Question

How do you find the slope perpendicular to $y=2$ ?

Answer 1

To find the slope of a line with respect to the slope of another line, first write the equation of the given line in the slope-intercept form, and then if the lines are perpendicular to each other then use the formula ${{m}_{1}}{{m}_{2}}=-1$ to find the slope of the other line.

Complete step-by-step answer:
Given the line:
$\Rightarrow y=2$
When two lines are perpendicular then their slopes satisfy the condition ${{m}_{1}}{{m}_{2}}=-1$ where ${{m}_{1}}$and ${{m}_{2}}$ represent the slopes of the given two lines respectively.
Also, by definition of a horizontal line, we can say that the slope of a horizontal line is zero.

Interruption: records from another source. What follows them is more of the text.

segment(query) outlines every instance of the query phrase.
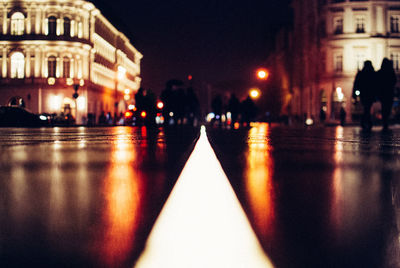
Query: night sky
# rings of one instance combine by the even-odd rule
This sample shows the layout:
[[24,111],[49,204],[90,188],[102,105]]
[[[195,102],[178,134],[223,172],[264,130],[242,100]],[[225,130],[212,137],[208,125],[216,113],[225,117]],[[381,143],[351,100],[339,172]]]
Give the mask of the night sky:
[[189,74],[195,87],[249,83],[290,22],[289,0],[92,2],[144,55],[142,86],[155,92]]

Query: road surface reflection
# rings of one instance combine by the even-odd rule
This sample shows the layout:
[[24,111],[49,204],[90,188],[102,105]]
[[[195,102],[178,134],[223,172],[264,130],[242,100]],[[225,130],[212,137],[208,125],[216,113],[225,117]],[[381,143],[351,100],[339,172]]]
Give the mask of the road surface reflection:
[[99,244],[102,247],[100,263],[112,267],[123,263],[135,244],[135,231],[141,208],[142,179],[135,170],[136,149],[130,140],[128,128],[113,129],[111,161],[104,180],[106,209],[104,228]]
[[210,134],[276,267],[397,267],[399,138],[266,124]]
[[263,237],[274,232],[273,158],[266,135],[269,125],[258,125],[249,131],[246,153],[245,185],[251,217]]
[[0,129],[0,267],[132,266],[197,135]]

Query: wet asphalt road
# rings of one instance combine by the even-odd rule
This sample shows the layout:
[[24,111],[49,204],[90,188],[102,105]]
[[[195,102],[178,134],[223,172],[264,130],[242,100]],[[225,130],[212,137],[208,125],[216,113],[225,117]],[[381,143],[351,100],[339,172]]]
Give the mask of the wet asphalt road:
[[399,128],[259,125],[210,136],[276,267],[400,267]]
[[[197,137],[0,128],[0,267],[132,267]],[[400,128],[208,137],[276,267],[400,267]]]
[[0,129],[0,267],[132,267],[197,129]]

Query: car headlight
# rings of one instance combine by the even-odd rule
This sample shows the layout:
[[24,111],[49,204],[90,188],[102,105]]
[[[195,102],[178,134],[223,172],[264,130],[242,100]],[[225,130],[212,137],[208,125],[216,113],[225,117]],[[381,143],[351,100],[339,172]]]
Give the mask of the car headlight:
[[47,120],[47,116],[45,116],[45,115],[40,115],[39,118],[40,118],[40,120],[43,120],[43,121]]

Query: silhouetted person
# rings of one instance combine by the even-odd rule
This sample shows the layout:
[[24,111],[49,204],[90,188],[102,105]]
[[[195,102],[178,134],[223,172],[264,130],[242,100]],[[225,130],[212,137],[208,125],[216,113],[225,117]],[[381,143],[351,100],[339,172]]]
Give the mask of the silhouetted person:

For a line perpendicular to a horizontal line, the slope of it will be undefined as a line perpendicular to a horizontal line will be a vertical line.
Writing the given equation in the form of slope-intercept form we get,
$\Rightarrow y=0x+2$ , where we can see that the slope of the given line is $0$ . This concludes that the given line is a horizontal line and is parallel to the $x$- axis.
Now, to find a line that has the slope perpendicular to this line substitute the value of the slope of line 1 in the formula${{m}_{1}}{{m}_{2}}=-1$.
So, we get the slope of the second line as,
$\Rightarrow 0\times {{m}_{2}}=-1$
$\Rightarrow {{m}_{2}}=\dfrac{-1}{0}=\infty$
Therefore, we get the slope perpendicular to $y=2$ as undefined.

Note: A slope or gradient of a line can be defined as the value or number that denotes the direction and the steepness of the given line. The slope is generally represented by the letter $m$ . A slope can be calculated by calculating the ratio of the change vertically to the horizontal change between any two distinct points on a given line.